That afternoon I opened the front door on my way to the mailbox and there were Vega and Rigel, waiting to be let in from the front yard. Again with the wirecutters and my diminishing coil of wire. Again I found the new place and wired it shut. So. Good.

Then, late afternoon yesterday Vega could be seen standing near the driveway looking across at the neighbors. Where her much more adventuresome sister had gone to say hello. Once more along the fenceline. This time they had not slipped under the chain link, but pawed through a rotted branch, placed along this spot now long ago and gotten past its capacity to add security.

So, again with the wire and this time a cement block to plug up the hole, too. This was at 91000P1030765 am today. At noon, after I fed them all lunch, I let everybody out. Gertie and Kepler, our two 75-pounders, came back in, as they always do. But the big girls did not. Uh-oh.
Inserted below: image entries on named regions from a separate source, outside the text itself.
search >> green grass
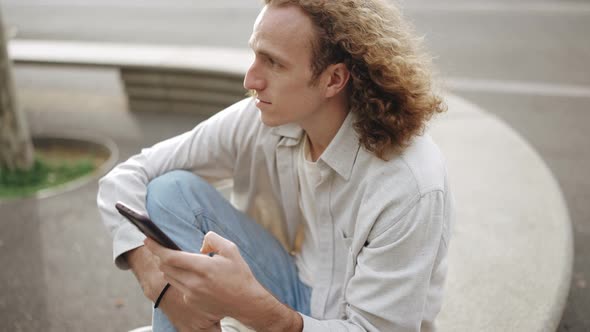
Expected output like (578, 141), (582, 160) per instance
(0, 157), (95, 198)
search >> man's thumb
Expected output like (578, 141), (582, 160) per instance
(201, 232), (232, 256)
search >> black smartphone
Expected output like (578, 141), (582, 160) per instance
(115, 202), (182, 250)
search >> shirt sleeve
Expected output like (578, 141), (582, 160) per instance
(302, 191), (450, 332)
(97, 99), (259, 269)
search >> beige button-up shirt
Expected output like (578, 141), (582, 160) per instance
(98, 99), (452, 331)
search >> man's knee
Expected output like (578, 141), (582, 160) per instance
(146, 170), (206, 212)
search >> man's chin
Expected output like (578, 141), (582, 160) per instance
(260, 112), (287, 127)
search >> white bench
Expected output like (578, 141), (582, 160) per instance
(9, 40), (251, 115)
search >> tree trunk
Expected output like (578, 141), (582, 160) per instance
(0, 6), (33, 170)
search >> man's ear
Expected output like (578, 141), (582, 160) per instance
(325, 63), (350, 98)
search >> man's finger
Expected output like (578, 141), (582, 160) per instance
(201, 232), (235, 257)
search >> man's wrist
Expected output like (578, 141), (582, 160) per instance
(125, 246), (166, 302)
(236, 290), (303, 332)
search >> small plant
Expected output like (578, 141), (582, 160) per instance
(0, 157), (95, 198)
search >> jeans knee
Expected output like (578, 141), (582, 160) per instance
(146, 170), (210, 212)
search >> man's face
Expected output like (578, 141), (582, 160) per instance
(244, 6), (325, 126)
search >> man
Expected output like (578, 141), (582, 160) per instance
(98, 0), (452, 331)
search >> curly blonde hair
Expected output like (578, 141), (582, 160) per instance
(264, 0), (446, 159)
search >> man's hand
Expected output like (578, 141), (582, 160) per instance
(126, 247), (221, 332)
(144, 232), (303, 331)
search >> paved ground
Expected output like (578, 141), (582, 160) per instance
(0, 0), (590, 331)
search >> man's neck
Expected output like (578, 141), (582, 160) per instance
(301, 99), (349, 161)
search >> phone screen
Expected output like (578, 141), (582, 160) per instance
(115, 202), (181, 250)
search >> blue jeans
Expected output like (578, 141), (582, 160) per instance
(146, 171), (311, 332)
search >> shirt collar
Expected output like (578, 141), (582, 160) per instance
(272, 112), (361, 181)
(320, 112), (360, 181)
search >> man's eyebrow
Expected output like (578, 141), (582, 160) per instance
(248, 38), (289, 64)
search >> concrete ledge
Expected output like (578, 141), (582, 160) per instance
(10, 41), (573, 332)
(430, 96), (573, 332)
(9, 40), (252, 115)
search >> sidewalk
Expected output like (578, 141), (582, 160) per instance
(0, 63), (572, 331)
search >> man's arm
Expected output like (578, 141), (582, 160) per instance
(125, 246), (224, 331)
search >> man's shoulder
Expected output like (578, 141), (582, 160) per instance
(360, 134), (446, 196)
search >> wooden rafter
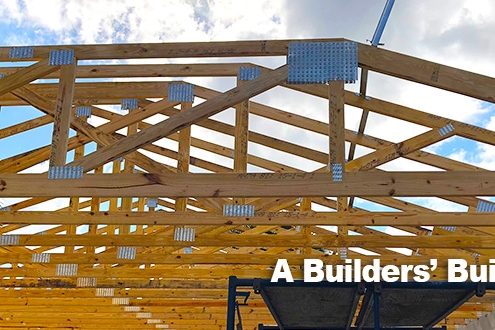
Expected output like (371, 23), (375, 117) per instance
(0, 39), (495, 330)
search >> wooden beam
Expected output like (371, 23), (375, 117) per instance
(328, 81), (348, 248)
(175, 102), (192, 212)
(0, 172), (495, 197)
(2, 234), (495, 249)
(0, 59), (60, 95)
(0, 39), (495, 102)
(73, 66), (288, 171)
(0, 208), (495, 227)
(50, 61), (77, 166)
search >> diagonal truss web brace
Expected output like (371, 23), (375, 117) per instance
(71, 65), (288, 172)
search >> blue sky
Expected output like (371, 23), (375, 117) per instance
(0, 0), (495, 215)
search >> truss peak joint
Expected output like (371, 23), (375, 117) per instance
(48, 49), (76, 66)
(9, 46), (34, 60)
(48, 165), (84, 180)
(223, 204), (255, 217)
(287, 41), (358, 84)
(168, 81), (194, 103)
(238, 66), (261, 81)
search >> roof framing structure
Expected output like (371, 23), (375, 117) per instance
(0, 39), (495, 330)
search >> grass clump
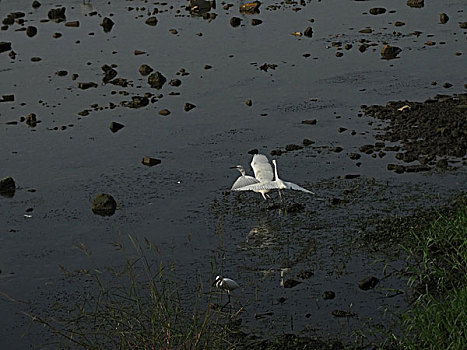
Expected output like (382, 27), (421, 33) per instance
(33, 237), (240, 350)
(402, 197), (467, 350)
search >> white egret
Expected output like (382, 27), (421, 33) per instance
(232, 154), (274, 200)
(230, 165), (259, 191)
(233, 159), (315, 195)
(214, 276), (240, 304)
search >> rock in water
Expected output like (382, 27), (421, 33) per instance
(0, 176), (16, 197)
(148, 72), (167, 89)
(91, 193), (117, 216)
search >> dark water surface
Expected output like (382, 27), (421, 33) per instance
(0, 0), (467, 349)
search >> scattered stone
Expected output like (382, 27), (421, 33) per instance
(230, 17), (242, 27)
(26, 26), (37, 38)
(148, 72), (167, 90)
(91, 193), (117, 216)
(78, 81), (99, 90)
(141, 157), (162, 166)
(370, 7), (386, 15)
(100, 17), (115, 33)
(0, 41), (11, 53)
(358, 276), (379, 290)
(332, 310), (357, 317)
(109, 122), (125, 133)
(285, 144), (303, 152)
(169, 79), (182, 87)
(381, 45), (402, 60)
(101, 64), (118, 84)
(159, 108), (170, 117)
(145, 17), (157, 26)
(303, 27), (313, 38)
(139, 64), (154, 76)
(0, 95), (15, 102)
(47, 7), (66, 23)
(183, 102), (196, 112)
(26, 113), (38, 127)
(284, 278), (302, 288)
(251, 18), (263, 26)
(302, 119), (318, 125)
(240, 1), (261, 14)
(65, 21), (79, 28)
(0, 176), (16, 197)
(439, 13), (449, 24)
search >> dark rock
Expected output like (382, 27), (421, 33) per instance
(0, 41), (11, 53)
(381, 45), (402, 60)
(100, 17), (115, 33)
(141, 157), (162, 166)
(303, 27), (313, 38)
(240, 1), (261, 14)
(47, 7), (66, 22)
(439, 13), (449, 24)
(0, 176), (16, 197)
(370, 7), (386, 15)
(65, 21), (79, 28)
(78, 82), (99, 90)
(169, 79), (182, 87)
(125, 96), (149, 108)
(331, 310), (357, 317)
(183, 102), (196, 112)
(26, 113), (38, 127)
(91, 193), (117, 216)
(230, 17), (242, 27)
(148, 72), (167, 89)
(159, 108), (170, 117)
(139, 64), (154, 76)
(358, 276), (379, 290)
(407, 0), (425, 8)
(101, 64), (118, 84)
(109, 122), (125, 133)
(284, 279), (302, 288)
(251, 18), (263, 26)
(26, 26), (37, 38)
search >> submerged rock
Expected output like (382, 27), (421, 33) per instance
(91, 193), (117, 216)
(358, 276), (379, 290)
(148, 72), (167, 89)
(100, 17), (115, 33)
(381, 45), (402, 60)
(0, 176), (16, 197)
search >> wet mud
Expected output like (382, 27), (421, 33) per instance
(0, 0), (467, 349)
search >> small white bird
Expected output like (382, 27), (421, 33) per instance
(237, 159), (315, 196)
(214, 276), (240, 303)
(230, 165), (259, 191)
(231, 154), (274, 200)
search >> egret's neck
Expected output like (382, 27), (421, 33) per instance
(272, 159), (279, 181)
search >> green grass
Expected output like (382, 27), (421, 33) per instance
(402, 198), (467, 350)
(32, 237), (241, 350)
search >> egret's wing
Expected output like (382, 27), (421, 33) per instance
(230, 175), (259, 191)
(251, 154), (274, 182)
(235, 181), (279, 192)
(284, 181), (315, 194)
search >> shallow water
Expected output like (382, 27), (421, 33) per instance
(0, 0), (467, 348)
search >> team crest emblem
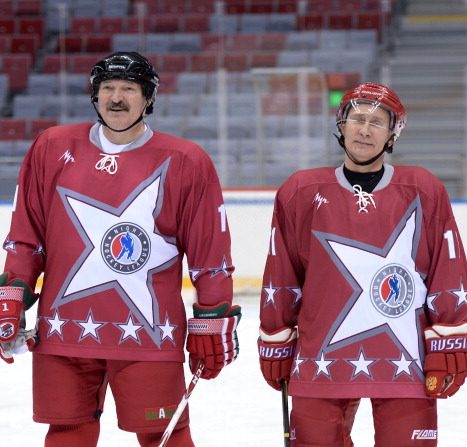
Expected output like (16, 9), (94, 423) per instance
(370, 264), (415, 318)
(101, 223), (151, 274)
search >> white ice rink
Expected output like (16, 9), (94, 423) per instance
(0, 297), (467, 447)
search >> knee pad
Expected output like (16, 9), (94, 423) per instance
(44, 421), (100, 447)
(136, 425), (195, 447)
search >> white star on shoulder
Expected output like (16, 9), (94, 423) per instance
(291, 351), (308, 376)
(114, 314), (143, 343)
(449, 281), (467, 308)
(75, 310), (106, 343)
(426, 293), (441, 314)
(45, 311), (68, 338)
(53, 159), (178, 346)
(346, 347), (377, 379)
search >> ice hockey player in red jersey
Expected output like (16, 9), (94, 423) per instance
(0, 52), (241, 447)
(258, 83), (467, 447)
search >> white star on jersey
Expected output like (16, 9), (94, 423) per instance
(449, 281), (467, 307)
(316, 201), (426, 373)
(54, 160), (178, 346)
(46, 311), (68, 338)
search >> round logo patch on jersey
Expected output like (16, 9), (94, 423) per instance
(101, 222), (151, 274)
(370, 264), (415, 318)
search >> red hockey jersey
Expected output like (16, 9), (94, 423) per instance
(4, 124), (233, 361)
(260, 165), (467, 398)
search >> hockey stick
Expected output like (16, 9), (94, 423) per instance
(281, 380), (290, 447)
(158, 361), (204, 447)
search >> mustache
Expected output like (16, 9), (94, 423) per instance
(107, 101), (128, 111)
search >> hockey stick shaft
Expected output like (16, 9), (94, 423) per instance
(281, 380), (290, 447)
(158, 362), (204, 447)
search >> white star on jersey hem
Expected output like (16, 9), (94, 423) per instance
(346, 347), (378, 380)
(114, 314), (143, 344)
(74, 310), (107, 343)
(45, 311), (69, 338)
(313, 351), (336, 379)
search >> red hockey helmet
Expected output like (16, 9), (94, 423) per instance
(336, 82), (407, 141)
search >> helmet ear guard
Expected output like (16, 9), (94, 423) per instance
(336, 82), (407, 142)
(90, 52), (160, 115)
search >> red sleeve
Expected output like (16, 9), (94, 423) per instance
(260, 178), (304, 332)
(3, 140), (45, 290)
(426, 182), (467, 324)
(179, 152), (234, 305)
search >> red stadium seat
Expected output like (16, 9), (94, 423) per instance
(133, 0), (160, 16)
(191, 51), (218, 71)
(0, 34), (11, 54)
(153, 14), (181, 33)
(57, 33), (86, 53)
(0, 0), (15, 17)
(250, 51), (277, 68)
(84, 34), (112, 53)
(126, 16), (153, 33)
(226, 33), (259, 50)
(225, 0), (248, 14)
(10, 34), (39, 58)
(156, 73), (177, 95)
(158, 53), (189, 73)
(258, 33), (287, 51)
(0, 19), (16, 34)
(96, 17), (124, 34)
(182, 14), (210, 33)
(29, 119), (58, 140)
(307, 0), (335, 14)
(276, 0), (298, 14)
(297, 14), (324, 31)
(70, 16), (97, 34)
(201, 34), (227, 51)
(15, 0), (42, 16)
(247, 0), (275, 14)
(155, 0), (186, 15)
(2, 54), (33, 92)
(42, 54), (66, 74)
(190, 0), (217, 15)
(0, 118), (27, 140)
(327, 12), (353, 29)
(67, 53), (103, 74)
(223, 51), (249, 71)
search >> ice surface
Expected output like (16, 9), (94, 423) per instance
(0, 297), (467, 447)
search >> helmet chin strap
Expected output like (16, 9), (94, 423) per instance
(344, 145), (387, 166)
(92, 101), (147, 132)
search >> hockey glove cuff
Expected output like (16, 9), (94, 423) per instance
(258, 327), (297, 391)
(424, 323), (467, 399)
(0, 273), (36, 363)
(187, 302), (242, 379)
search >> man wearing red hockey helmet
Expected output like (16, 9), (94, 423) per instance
(258, 83), (467, 447)
(0, 52), (241, 447)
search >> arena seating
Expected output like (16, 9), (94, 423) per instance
(0, 0), (391, 200)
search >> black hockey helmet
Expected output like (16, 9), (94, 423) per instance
(90, 51), (159, 115)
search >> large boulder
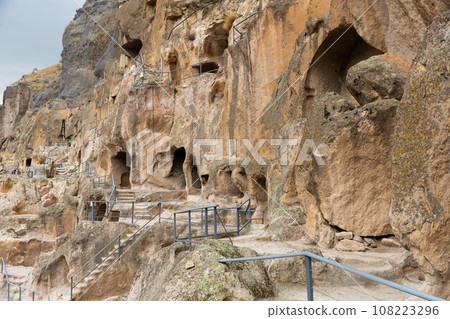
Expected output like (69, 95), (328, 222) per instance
(295, 94), (399, 242)
(128, 241), (274, 301)
(390, 11), (450, 298)
(346, 54), (409, 105)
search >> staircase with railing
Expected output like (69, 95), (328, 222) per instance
(0, 257), (50, 301)
(70, 199), (264, 300)
(70, 203), (161, 300)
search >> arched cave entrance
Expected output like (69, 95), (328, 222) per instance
(169, 147), (186, 189)
(217, 168), (244, 198)
(191, 165), (202, 189)
(111, 152), (131, 189)
(167, 52), (181, 82)
(303, 27), (383, 116)
(93, 203), (106, 221)
(192, 61), (219, 74)
(123, 39), (143, 59)
(203, 22), (230, 58)
(254, 175), (268, 204)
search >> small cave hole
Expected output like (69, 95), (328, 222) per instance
(217, 170), (244, 198)
(201, 174), (209, 186)
(203, 22), (229, 58)
(191, 165), (202, 189)
(111, 152), (131, 188)
(255, 175), (268, 202)
(169, 147), (186, 189)
(192, 62), (219, 74)
(122, 39), (143, 59)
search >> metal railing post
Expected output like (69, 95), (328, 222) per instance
(305, 256), (314, 301)
(200, 209), (203, 229)
(188, 211), (192, 251)
(205, 207), (208, 239)
(173, 214), (177, 241)
(158, 202), (162, 224)
(236, 207), (240, 236)
(214, 207), (217, 239)
(117, 236), (120, 259)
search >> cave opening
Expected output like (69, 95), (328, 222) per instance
(167, 52), (180, 82)
(169, 147), (186, 189)
(145, 0), (157, 18)
(191, 165), (202, 189)
(192, 62), (219, 74)
(255, 175), (268, 202)
(122, 39), (143, 59)
(217, 169), (244, 198)
(203, 22), (230, 58)
(303, 27), (383, 116)
(111, 152), (131, 189)
(201, 174), (209, 186)
(93, 203), (106, 221)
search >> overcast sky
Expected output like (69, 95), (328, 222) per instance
(0, 0), (80, 104)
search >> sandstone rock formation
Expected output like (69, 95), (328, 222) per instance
(0, 0), (450, 300)
(390, 12), (450, 296)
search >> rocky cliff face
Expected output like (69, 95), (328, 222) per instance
(390, 12), (450, 295)
(0, 0), (450, 299)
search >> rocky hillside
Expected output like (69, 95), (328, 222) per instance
(0, 0), (450, 300)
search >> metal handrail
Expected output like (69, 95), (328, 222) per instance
(219, 252), (446, 301)
(70, 203), (161, 300)
(174, 198), (264, 250)
(0, 257), (50, 301)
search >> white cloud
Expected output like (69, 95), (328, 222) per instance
(0, 0), (81, 104)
(Rigel on the left, Vega on the right, lounging after a sojourn in the neighborhood)

Once more outside I called for them. Nothing. There is about 600 feet or so of fence that runs along our property on the north side. It provides the most often used escape routes these days. Before I could get past the spot I sealed up this morning, Vega and Rigel came bounding along, tongues hanging out, wide smiles on their faces. On the other, wrong, side of the fence from where I stood.

They are now inside. Again, the coiled wire and the wire cutters will come out. Now you may think, why doesn’t he do something about this? Something preventative? I have. Rigel no longer goes over the fence because I ran an electric fence along the top. And, several years back I took badly warped 2×4’s and wired them to the bottom of the fence where I hadn’t wired in large branches from an earlier round of escapes by the whippets. This is around 2,500 feet of fence, roughly half a mile, and much of it formerly covered in dense underbrush.

(the Colorado fence I have in mind)

About five years ago I cut a path all around the fenceline and the dogs have used it, keeping it clear. At least now I can easily find and repair the breeches. This renewed hunting vigor will, I hope, pass soon.

Then, in Colorado, there will be bears and mountain lions. We’re gonna build a different kind of fence in Colorado.